Urusei Yatsura – A monstrously popular franchise from the 1970s and 80s spanning almost 200 episodes, 10 movies, and a handful of OVAs. It’s pretty much about a group of “unbearable aliens” (actual translation) who invade and deceive the earth. They are all girls and were part of the beginnings of what made Love Hina happen, a lustful teenage boy surrounded by strange and sexy women. Yeah, they sure know how to put on a show there.

Voice acting – Come on. Is it animation or not? Unlike the US animation sector, the voice acting pool in Japan is large and actually talented. American companies use the same people over and over and pay them peanuts, and they generally suck at what they do. In Japan, the respect for doing what they do is much more pronounced…and they’re not bad.

Wings of Honneamise – Another landmark anime, this is the first film produced by super studio Gainax (the guys who made Evangelion among others). It is basically a science fiction, military fantasy with some twists in history and technology. One of my favorite examples of how anime bends the genres it works in as well. It’s there and that’s why we love it.

X – Yes, just X. From Clamp, a group of female artists whose fan base (and quality of craftsmanship) is embarrassing, X is one of their earlier films, made later in the series. The style is best described as Shoujo without the girl-only service.

Yaoi – The slightly gay version of Ecchi, Yaoi is usually a homoerotic fan service of male characters in typical situations acting sexually ambiguous and often getting quite close to each other.
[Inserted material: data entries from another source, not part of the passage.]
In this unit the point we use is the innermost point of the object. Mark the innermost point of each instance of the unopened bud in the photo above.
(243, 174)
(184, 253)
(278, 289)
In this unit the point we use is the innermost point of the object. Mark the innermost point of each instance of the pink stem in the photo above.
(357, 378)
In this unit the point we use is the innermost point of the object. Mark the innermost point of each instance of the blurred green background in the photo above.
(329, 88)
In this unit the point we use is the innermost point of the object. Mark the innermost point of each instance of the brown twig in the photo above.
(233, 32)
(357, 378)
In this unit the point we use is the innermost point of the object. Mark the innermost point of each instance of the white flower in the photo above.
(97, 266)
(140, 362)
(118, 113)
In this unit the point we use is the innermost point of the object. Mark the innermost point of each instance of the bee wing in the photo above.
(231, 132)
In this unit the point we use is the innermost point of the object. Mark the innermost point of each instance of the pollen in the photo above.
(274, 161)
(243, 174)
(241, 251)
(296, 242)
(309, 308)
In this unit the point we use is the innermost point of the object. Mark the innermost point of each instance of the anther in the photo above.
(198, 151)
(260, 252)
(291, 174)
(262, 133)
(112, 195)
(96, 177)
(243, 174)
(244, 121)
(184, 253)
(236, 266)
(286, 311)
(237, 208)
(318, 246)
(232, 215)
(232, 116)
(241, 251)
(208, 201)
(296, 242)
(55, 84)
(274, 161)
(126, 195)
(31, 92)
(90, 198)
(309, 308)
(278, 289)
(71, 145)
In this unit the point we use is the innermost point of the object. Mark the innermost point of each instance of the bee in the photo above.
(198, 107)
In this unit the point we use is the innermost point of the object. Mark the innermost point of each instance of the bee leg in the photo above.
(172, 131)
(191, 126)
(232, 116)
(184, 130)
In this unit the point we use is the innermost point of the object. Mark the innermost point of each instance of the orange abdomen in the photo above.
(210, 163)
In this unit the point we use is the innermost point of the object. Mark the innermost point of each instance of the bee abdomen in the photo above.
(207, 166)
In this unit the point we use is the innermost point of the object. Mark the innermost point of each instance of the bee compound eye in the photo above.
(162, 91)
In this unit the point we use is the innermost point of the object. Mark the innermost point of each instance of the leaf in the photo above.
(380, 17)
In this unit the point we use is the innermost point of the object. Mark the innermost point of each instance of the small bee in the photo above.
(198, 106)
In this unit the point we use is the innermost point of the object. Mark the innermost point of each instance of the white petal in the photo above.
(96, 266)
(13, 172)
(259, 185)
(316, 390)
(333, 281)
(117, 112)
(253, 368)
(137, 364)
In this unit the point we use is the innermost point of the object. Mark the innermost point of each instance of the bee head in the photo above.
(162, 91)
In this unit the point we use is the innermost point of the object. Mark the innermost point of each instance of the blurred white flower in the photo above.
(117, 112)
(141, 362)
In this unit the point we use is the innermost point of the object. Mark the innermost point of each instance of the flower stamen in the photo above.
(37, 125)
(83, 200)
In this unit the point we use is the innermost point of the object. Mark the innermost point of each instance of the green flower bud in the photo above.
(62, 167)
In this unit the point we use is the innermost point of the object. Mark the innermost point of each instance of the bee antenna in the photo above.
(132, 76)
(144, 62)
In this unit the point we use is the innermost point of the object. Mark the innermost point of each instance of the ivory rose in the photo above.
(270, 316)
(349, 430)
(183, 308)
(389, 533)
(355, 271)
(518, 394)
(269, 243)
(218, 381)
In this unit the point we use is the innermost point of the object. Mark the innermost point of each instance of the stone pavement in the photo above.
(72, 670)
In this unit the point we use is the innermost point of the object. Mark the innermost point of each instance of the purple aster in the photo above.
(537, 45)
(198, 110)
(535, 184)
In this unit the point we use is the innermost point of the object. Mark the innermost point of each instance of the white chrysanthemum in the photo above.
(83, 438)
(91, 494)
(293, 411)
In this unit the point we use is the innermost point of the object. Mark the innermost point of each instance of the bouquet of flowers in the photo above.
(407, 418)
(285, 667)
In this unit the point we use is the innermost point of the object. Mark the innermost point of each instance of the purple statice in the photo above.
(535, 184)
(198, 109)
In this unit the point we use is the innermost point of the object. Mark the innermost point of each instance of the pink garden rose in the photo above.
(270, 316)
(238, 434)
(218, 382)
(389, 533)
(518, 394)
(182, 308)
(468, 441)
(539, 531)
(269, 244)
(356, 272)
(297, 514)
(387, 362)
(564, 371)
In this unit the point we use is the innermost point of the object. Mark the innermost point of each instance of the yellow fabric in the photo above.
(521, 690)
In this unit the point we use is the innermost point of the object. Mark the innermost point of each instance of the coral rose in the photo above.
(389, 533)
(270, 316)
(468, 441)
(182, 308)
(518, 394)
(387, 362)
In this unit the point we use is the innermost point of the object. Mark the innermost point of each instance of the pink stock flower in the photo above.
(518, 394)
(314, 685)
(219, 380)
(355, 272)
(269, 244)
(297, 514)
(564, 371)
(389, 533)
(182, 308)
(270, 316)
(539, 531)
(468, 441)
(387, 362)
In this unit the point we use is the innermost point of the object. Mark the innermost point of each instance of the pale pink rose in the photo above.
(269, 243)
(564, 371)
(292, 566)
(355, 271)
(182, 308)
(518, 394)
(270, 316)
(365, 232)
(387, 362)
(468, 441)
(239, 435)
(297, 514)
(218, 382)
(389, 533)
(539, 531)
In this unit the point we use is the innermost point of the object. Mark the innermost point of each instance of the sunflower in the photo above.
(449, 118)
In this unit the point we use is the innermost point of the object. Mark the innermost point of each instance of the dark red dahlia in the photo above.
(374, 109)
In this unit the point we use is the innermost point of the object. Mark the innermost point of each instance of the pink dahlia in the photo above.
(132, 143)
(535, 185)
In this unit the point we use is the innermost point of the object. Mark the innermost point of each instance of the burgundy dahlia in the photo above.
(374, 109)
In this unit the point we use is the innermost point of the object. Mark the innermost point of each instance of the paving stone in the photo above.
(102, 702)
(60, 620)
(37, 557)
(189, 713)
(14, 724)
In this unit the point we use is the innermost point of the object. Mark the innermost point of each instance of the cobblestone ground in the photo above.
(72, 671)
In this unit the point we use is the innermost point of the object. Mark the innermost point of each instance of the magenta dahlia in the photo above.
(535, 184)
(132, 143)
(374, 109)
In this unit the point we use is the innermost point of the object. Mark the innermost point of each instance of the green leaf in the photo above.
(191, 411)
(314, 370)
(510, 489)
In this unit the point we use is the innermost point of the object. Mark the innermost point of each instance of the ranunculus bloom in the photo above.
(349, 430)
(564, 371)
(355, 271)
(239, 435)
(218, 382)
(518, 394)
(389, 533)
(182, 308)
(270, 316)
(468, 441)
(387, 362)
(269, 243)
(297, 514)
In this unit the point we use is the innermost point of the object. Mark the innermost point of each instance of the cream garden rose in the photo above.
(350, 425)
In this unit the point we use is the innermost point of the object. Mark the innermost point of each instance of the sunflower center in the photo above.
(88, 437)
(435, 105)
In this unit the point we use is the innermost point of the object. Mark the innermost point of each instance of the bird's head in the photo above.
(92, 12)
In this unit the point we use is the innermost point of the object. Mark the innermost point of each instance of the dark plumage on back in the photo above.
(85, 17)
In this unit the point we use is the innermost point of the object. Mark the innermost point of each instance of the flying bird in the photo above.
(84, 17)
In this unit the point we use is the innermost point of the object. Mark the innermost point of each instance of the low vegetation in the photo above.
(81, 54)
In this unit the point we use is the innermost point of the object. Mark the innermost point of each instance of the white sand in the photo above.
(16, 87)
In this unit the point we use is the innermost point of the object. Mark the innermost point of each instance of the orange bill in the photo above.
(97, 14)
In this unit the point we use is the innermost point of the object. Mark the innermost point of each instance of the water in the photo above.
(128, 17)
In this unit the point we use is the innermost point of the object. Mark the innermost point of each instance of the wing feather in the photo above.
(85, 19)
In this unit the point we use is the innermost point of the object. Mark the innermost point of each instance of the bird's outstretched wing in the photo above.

When the release is this great, you can expect anything fair, and Yaoi’s stylish gay is extremely popular in Japan.

Mr., Dragon Ball – I cheated again, so what. Dragon Ball Z was one of the main reasons the anime went mainstream here in the states after all, with several hundred episodes and memorably (and I mean looooong) long fights, Dragon Ball Z captured the fan base of all youth violence. inclined kids across the country and kept them enthralled well into their 20s (yeah, yeah… don’t look at me anymore).

And there you have it. 26 Keys to Understanding the Anime Subculture, a veritable AZ of what you need to know…minus the Q and Z.